SVD wrapper, PCA and the bi_projector
SVD_PCA.Rmd1. Why wrap SVD at all?
There are six popular SVD engines in R (base::svd, corpcor, RSpectra, irlba, rsvd, svd (PROPACK)) – each with its own argument list, naming conventions and edge-cases (some refuse to return the full rank, others crash on tall-skinny matrices).

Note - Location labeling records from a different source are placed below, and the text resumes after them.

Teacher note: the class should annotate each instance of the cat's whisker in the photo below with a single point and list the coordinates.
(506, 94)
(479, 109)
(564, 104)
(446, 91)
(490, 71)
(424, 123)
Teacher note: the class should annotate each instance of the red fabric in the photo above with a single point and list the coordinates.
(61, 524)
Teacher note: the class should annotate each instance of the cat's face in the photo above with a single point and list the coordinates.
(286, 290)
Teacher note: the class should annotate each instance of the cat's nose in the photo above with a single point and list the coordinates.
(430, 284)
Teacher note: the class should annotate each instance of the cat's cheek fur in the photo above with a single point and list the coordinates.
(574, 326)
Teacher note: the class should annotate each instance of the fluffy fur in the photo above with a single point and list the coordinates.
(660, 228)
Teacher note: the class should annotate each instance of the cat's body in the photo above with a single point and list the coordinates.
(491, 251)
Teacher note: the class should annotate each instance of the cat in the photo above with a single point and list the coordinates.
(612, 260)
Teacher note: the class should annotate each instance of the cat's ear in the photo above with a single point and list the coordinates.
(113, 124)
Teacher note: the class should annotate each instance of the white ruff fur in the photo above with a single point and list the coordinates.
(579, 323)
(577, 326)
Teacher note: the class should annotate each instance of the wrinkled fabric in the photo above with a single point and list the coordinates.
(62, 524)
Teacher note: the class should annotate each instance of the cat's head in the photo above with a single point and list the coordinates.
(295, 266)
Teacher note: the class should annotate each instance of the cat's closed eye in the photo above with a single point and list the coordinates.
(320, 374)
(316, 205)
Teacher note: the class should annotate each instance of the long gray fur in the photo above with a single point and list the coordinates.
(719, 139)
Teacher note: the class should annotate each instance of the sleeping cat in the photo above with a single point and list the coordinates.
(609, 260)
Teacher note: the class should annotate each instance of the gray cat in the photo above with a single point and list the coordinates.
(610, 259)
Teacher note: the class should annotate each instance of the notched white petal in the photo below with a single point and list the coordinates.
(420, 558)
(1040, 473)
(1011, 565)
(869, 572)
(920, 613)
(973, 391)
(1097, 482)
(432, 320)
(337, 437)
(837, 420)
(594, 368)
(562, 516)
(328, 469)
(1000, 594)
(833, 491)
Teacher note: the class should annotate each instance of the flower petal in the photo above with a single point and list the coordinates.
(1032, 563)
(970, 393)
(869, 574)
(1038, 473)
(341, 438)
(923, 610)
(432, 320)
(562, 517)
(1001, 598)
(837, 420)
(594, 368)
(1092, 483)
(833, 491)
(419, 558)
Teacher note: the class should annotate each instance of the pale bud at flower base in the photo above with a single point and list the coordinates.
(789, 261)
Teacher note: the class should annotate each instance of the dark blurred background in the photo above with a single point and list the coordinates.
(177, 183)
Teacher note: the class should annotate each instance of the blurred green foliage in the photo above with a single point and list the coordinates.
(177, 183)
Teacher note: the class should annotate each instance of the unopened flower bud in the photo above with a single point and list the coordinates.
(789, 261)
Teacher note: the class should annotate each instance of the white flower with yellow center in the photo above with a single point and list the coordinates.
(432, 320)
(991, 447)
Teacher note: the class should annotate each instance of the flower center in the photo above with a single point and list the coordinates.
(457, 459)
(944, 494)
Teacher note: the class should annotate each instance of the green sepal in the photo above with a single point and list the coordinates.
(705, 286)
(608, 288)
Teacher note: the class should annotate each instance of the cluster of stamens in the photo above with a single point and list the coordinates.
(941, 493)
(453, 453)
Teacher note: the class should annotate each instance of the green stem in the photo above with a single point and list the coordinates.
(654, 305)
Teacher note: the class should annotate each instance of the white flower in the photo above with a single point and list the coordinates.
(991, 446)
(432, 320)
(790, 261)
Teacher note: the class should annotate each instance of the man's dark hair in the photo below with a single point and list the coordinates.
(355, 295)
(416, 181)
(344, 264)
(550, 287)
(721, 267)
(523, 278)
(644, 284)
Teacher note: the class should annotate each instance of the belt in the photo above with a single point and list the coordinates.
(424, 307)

svd_wrapper() smooths that out:
- identical call-signature no matter the backend,
- automatic pre-processing (centre / standardise) via the same pipeline interface shown in the previous vignette,
- returns a
bi_projector– an S3 class that stores loadingsv, scoress, singular valuessdevplus the fitted pre-processor.
That means immediate access to verbs such as project(),
reconstruct(), truncate(),
partial_project().
set.seed(1)
X <- matrix(rnorm(35*10), 35, 10) # 35 obs × 10 vars
sv_fast <- svd_wrapper(X, ncomp = 5, preproc = center(), method = "fast")
# irlba backend (if installed) gives identical results
sv_irlba <- if (requireNamespace("irlba", quietly = TRUE)) {
suppressWarnings(svd_wrapper(X, ncomp = 5, preproc = center(), method = "irlba"))
}
# Same downstream code works for both objects:
head(scores(sv_fast)) # 35 × 5
#> [,1] [,2] [,3] [,4] [,5]
#> [1,] -2.9415181 -1.6140167 0.2117456 0.12109736 -0.46419317
#> [2,] 0.4743086 0.3458298 -0.8467096 -1.21167498 0.02074819
#> [3,] -1.6999172 -1.1535717 -1.0276227 -0.33535843 0.37155930
#> [4,] 0.1131790 0.7789166 -0.7394153 0.43625966 2.24260205
#> [5,] 0.8437314 -1.7600608 -0.8939140 0.77861595 0.81936957
#> [6,] 0.6063990 -1.8810077 1.2246519 0.03652504 -1.40433408
if (!is.null(sv_irlba)) {
all.equal(scores(sv_fast), scores(sv_irlba))
}
#> [1] "Mean relative difference: 0.7895446"2. A one-liner pca()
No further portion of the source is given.